In the second quarter, sales of large office properties in Manhattan fell 26% from the same period a year ago. It was the worst Q2 dollar volume in years:
Last year’s Q2 sales – as weak as they’d been – were propped up by the last-hurrah-deal undertaken by a Chinese conglomerate. The $2.2-billion sale of 245 Park Avenue to HNA Group was the sixth largest transaction in Manhattan ever. HNA paid $1,282 per square foot for the tower, which was called “among the highest price-per-pound for this type of asset.” It was the last big Chinese property purchase in Manhattan.

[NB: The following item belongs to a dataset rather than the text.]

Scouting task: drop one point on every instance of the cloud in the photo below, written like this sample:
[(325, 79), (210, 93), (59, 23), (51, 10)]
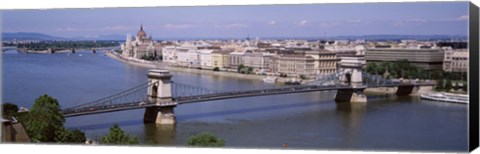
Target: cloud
[(460, 18), (354, 21), (234, 25), (328, 24), (410, 22), (303, 23), (117, 28), (177, 26), (67, 29)]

This year, Q1 was propped up by the $2.4-billion sale of Chelsea Market to Google. The deal accounted for over half the total transaction volume in the quarter. The price was a blistering $2,181 per square foot.

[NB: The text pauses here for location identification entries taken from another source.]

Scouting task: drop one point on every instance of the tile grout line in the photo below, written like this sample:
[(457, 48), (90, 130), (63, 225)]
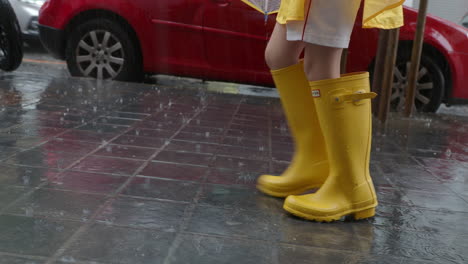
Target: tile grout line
[(191, 207), (116, 193)]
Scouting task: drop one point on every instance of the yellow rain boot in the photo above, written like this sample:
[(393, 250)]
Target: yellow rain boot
[(344, 111), (309, 168)]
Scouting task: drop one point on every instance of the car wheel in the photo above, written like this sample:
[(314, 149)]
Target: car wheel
[(102, 49), (11, 47), (430, 85)]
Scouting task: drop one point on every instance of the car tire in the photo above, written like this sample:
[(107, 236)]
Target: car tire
[(11, 43), (430, 86), (103, 49)]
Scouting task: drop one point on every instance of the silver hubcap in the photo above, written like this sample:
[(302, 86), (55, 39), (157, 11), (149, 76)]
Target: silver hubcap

“What brought the sales volume down in Q2 was the absence of the high-profile, billion-dollar office deals we’ve become accustomed to in this thriving market,” CommercialCafé, a division of Yardi, said in its report. All Q2 had to show for as its largest office deal was the sale of 5 Bryant Park for $640 million.
With 10 small-ish office deals, no mega-deals from Google and Chinese conglomerates, the quarter was a “disappointment,” according to CommercialCafé:
The price Google had forked over for its trophy building in Q1 ($2,181 per square foot) pushed the average price to a record $1,266 per square foot. But in Q2, the average price fell 16% from a year ago to $867 per square foot, near the lower portion of the range of the past few years:
So volume has collapsed. But prices aren’t exactly crashing. There are no forced sales. Everything is slow and orderly. Hope prevails. And the rationalizing has begun.
“Over the past two years, office sales activity in Manhattan has slowed to a more sustainable level, finally coming down from the highs of 2014 and 2015,” CommercialCafé said.
Meanwhile, everyone is patiently waiting for the next Google to come along, now that the Chinese conglomerates with their murky structure and unlimited funds and their thirst for overpriced trophy projects have been sidelined by unfortunate events – including China’s crackdown on capital flight, a state take-over of some of the conglomerates including long prison sentences for some of the executives, and a blanket prohibition last summer on squandering capital on acquiring commercial real estate, such as office buildings and hotels, in foreign countries.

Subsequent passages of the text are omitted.